Run one-shot for a particular build, scheduling all configured jobs for that event/build
- ./test_scheduler.py -e <list,of,events> -i build

The scheduler should never wait for any of these jobs, but instead schedule them with the AFE and then return to waiting for other events to occur.

Detailed Design

There are two conceptual classes of tasks in the scheduler: timed-event tasks and build-event tasks. On each event, the scheduler will wake up and, for each known platform, ask the dev server for the name of the most-recent staged build. It will then run through all the tasks configured to run on this event and query the AFE to see if a job already exists for this (platform, build, suite) tuple. We’ll facilitate this by having a convention for naming jobs, e.g. stumpy-release/R19-1998.0.0-a1-b1135-test_suites/control.bvt for a nightly-triggered regression test of the stumpy build ‘R19-1998.0.0-a1-b1135’. If an appropriate job does not exist, the scheduler will fire-and-forget one. This de-duping logic allows us to avoid a lot of complexity; we can simply throw tasks on the to-be-scheduled queue in the scheduler, and trust that they’ll get tossed out by this check if they would duplicate work. As the suite definition files themselves currently handle sharding, we don’t need to take it into account here.

Branches

We support a couple symbolic branch names:

factory
firmware

We believe that there’s only one of these that matters, per platform, at any given time. We also support release branch cutoffs. If a Task can’t be run on branches earlier than R18, say, we allow you to specify ‘branch: >=R18’ in your task config.

Timed-event tasks

We’ll start with just ‘nightly’ and ‘weekly’. The time/day of these events can be configured at startup. When a timer fires, the scheduler will enumerate the supported platforms by querying the AFE. Then, for each platform and branch, we can glob through Google Storage to find the latest build (this requires that we put factory/firmware builds in appropriately-named buckets in GS).
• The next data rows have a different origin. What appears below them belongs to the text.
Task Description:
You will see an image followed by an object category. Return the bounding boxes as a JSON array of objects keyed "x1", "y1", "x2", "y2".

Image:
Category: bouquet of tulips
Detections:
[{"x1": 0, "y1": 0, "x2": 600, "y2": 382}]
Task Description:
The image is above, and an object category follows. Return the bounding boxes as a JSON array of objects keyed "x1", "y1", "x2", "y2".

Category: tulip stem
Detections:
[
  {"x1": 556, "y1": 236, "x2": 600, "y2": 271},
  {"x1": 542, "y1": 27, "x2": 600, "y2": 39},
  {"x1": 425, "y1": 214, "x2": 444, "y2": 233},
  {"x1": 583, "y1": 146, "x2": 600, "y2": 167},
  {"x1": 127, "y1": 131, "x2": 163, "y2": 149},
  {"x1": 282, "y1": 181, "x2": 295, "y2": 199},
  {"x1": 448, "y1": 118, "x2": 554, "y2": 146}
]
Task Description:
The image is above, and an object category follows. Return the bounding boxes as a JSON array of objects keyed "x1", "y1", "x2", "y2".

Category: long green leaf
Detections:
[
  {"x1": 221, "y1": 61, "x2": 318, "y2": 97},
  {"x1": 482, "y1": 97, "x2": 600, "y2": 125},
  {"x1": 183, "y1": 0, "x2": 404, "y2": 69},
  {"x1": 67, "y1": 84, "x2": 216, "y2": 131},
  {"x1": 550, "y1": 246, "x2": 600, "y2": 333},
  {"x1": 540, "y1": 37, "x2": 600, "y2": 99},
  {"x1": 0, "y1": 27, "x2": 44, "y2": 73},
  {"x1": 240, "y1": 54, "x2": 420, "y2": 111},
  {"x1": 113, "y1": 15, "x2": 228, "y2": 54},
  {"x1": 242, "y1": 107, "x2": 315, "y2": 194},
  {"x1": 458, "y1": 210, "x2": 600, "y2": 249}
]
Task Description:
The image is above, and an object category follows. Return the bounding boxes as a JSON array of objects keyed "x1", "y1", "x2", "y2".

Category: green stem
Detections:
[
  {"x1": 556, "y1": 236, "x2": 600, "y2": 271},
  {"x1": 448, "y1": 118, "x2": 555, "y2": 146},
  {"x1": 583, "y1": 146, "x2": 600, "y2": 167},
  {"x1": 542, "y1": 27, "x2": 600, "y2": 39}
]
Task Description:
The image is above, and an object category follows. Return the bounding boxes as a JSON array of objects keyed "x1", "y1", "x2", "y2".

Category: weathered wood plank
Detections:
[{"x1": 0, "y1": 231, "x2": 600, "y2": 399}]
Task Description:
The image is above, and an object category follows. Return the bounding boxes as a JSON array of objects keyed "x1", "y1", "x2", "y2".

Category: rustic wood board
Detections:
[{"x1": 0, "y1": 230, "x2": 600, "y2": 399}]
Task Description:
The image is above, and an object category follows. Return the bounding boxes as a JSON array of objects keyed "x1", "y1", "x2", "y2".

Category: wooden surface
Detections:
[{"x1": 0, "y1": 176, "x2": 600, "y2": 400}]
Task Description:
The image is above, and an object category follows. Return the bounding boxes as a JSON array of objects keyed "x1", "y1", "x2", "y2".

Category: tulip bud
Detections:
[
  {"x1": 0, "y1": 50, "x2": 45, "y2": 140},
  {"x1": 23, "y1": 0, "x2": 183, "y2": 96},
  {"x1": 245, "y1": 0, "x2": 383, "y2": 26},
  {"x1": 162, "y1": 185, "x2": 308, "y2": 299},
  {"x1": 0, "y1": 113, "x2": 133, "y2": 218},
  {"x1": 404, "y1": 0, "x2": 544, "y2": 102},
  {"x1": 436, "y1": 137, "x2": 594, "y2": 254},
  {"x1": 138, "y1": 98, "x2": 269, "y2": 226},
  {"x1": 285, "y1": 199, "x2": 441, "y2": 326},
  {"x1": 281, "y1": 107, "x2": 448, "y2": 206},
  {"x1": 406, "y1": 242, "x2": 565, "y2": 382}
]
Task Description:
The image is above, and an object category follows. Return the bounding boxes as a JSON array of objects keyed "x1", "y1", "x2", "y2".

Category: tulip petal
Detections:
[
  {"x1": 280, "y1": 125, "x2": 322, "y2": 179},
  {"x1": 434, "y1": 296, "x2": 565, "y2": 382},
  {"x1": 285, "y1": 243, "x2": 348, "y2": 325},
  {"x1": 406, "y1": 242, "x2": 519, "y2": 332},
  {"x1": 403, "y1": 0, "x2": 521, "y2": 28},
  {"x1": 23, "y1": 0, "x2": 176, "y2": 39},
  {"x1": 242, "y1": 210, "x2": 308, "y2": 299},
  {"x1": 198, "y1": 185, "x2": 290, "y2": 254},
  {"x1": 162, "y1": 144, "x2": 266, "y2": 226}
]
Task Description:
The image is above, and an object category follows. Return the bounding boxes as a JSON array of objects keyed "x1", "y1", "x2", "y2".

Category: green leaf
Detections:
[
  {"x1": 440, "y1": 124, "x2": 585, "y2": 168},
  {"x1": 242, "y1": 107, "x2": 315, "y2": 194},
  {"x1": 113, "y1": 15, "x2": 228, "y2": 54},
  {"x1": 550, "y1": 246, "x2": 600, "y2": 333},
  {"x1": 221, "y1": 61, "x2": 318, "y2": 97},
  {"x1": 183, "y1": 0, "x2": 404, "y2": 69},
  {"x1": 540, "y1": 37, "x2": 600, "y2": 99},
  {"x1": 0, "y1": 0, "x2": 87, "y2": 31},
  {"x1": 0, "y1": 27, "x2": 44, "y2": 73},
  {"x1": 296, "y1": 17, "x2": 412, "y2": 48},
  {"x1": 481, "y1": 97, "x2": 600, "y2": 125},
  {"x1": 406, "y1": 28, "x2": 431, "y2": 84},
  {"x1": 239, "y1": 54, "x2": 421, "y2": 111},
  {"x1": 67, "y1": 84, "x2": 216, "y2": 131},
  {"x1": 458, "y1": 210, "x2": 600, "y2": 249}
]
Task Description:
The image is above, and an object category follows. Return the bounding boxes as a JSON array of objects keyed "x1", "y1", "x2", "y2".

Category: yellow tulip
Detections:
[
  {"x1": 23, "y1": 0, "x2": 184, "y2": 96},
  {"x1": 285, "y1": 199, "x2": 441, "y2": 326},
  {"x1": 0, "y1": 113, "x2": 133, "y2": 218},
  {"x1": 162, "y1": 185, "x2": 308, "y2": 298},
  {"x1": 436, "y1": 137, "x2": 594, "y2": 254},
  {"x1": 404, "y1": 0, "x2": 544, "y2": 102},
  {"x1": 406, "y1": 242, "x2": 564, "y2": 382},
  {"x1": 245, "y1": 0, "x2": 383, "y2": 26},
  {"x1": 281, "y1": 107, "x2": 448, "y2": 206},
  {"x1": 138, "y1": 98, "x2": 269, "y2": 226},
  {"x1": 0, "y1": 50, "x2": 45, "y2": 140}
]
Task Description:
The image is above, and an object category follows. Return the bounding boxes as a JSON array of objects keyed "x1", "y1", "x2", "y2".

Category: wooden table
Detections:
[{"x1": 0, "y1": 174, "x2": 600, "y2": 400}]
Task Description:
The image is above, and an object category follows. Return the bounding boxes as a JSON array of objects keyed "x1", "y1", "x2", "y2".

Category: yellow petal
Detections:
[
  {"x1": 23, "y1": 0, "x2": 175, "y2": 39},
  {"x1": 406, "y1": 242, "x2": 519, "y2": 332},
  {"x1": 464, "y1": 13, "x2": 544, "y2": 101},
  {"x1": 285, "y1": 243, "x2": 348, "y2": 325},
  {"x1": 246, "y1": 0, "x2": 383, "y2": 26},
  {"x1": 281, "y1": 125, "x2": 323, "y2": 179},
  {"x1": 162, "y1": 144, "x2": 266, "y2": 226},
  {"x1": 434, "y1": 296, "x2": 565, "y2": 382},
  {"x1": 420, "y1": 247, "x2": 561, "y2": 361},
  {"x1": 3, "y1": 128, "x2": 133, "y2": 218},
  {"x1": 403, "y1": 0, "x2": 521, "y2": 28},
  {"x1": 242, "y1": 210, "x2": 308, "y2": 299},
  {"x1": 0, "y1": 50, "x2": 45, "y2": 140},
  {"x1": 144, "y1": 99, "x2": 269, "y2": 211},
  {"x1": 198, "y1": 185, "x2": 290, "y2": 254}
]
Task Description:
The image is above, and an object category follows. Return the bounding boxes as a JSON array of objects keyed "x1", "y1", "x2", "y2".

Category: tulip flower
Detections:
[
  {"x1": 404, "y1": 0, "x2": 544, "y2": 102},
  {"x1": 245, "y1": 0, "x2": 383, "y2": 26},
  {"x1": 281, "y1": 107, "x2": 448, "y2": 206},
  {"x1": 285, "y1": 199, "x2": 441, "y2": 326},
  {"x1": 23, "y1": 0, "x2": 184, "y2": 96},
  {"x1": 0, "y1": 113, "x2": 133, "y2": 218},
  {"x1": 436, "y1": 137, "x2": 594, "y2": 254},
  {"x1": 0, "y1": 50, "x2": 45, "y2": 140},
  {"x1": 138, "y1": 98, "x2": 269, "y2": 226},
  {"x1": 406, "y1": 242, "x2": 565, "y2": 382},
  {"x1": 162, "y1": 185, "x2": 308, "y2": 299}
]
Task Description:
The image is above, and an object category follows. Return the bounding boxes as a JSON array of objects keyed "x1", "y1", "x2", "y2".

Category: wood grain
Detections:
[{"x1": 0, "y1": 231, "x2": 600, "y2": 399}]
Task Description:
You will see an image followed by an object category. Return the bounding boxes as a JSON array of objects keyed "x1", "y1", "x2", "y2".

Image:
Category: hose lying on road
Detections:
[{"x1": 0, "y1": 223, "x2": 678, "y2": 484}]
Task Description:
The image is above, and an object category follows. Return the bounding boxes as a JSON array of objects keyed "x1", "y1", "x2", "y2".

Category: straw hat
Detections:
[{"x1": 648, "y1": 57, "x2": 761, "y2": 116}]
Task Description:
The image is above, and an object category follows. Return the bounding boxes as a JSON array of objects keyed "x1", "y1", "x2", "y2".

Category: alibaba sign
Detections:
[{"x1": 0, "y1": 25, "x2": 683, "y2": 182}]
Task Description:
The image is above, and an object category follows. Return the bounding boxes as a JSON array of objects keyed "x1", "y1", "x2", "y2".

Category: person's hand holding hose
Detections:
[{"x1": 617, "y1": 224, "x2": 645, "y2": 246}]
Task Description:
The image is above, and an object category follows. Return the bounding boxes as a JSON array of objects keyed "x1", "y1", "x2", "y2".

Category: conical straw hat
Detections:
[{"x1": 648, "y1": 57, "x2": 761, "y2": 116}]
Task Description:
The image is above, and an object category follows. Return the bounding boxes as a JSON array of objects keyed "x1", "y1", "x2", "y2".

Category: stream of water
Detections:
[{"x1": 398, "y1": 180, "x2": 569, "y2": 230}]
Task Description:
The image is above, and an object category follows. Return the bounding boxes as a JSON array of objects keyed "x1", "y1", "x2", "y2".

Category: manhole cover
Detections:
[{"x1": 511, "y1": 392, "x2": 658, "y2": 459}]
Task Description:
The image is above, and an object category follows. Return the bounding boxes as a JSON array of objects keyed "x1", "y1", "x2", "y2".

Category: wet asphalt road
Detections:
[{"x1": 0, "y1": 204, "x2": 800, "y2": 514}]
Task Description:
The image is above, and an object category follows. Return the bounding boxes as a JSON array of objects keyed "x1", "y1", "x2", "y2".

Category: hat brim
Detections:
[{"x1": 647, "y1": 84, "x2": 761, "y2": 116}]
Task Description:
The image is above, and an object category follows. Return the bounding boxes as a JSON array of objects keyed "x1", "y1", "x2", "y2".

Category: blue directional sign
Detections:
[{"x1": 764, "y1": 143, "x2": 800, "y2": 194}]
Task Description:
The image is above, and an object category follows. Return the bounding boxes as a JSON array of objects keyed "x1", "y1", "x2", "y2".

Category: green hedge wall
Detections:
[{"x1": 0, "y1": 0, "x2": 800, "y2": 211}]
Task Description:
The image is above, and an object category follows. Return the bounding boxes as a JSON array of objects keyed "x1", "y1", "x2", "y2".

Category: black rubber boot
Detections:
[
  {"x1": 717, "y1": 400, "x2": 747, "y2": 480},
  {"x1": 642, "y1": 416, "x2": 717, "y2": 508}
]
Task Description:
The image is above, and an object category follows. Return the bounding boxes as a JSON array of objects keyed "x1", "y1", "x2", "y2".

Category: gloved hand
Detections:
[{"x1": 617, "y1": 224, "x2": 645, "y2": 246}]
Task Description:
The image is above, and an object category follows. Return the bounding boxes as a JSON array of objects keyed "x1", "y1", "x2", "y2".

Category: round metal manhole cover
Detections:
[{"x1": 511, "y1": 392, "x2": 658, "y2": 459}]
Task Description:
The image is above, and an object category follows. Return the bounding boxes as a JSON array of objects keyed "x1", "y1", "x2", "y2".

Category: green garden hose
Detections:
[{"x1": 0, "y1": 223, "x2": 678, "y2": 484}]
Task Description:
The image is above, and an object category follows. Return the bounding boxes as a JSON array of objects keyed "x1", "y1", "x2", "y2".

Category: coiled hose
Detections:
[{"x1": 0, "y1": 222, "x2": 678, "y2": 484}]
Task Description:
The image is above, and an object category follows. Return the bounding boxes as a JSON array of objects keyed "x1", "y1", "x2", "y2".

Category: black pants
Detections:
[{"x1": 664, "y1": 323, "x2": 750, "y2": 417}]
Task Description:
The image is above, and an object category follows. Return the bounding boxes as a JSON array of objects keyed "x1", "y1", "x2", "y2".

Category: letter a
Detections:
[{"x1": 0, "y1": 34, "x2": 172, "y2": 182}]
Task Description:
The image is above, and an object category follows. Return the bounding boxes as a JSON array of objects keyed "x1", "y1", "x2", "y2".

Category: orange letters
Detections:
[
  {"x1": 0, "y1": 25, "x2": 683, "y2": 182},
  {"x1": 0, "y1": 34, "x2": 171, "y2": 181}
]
Now, we can go through all triggered tasks and schedule their associated suites. This may include some already-run suites, but they will be thrown out by our de-duping logic.

Build-event tasks

Initially, we’ll support two events: ‘new-build’, and ‘new-chrome’. The scheduler will poll git, looking for updates to the manifest-versions repo(s) and the chrome ebuilds. Every time a new build completes, a manifest is published to the manifest-versions git repo (internal or external, depending on the build). By looking at the path that file is checked in at, we can determine what target it was built for, and what the name of the build is. By looking in the file a bit, we can determine what branch the build was on. With all that info, we can look through the configured tasks, and figure out which ones to schedule. When we see that a Chrome rev has occurred, we can register each ‘new-chrome’-triggered task to run on the next new build for all supported platforms.

Configuration file format

We will use python config files. [Regression] suite=regression run_on=new-build branch=>=R18 [NightlyPower] suite=power run_on=nightly pool=remote-power branch=>=R15, firmware [FAFT] suite=faft run_on=new-build branch=firmware

Alternatives considered

Buildbot

We considered using buildbot in a couple of different ways, but ultimately decided against it. The largest issue here is that the builders all live in the golo, and the lab does (and will) not. We currently cope with this for the sake of HWTest because we need to return results to the build infrastructure. We prefer to avoid adding further dependencies on the ability to talk from golo <-> corp unless it is strictly necessary to achieve desired functionality. It’s certainly not necessary to add this complexity from the point of view of correctly scheduling tests. One proposed approach could have us using build workers that trigger when the real builders finish to handle event-triggered suites, and one that kicks off at the same time every day to run timer-based suites. Issues are these:

We’d still need an extra tool to force the scheduling of suites for back-filling purposes.
Configuration becomes more manual and is spread over the code base
1. When a new build appears, have to set up a bot to start watching it
2. When a branch build dies, have to change config to repurpose the bot
3. Config dictating which suites to run on which triggers lives separately from the code that decides which builds to watch and trigger on.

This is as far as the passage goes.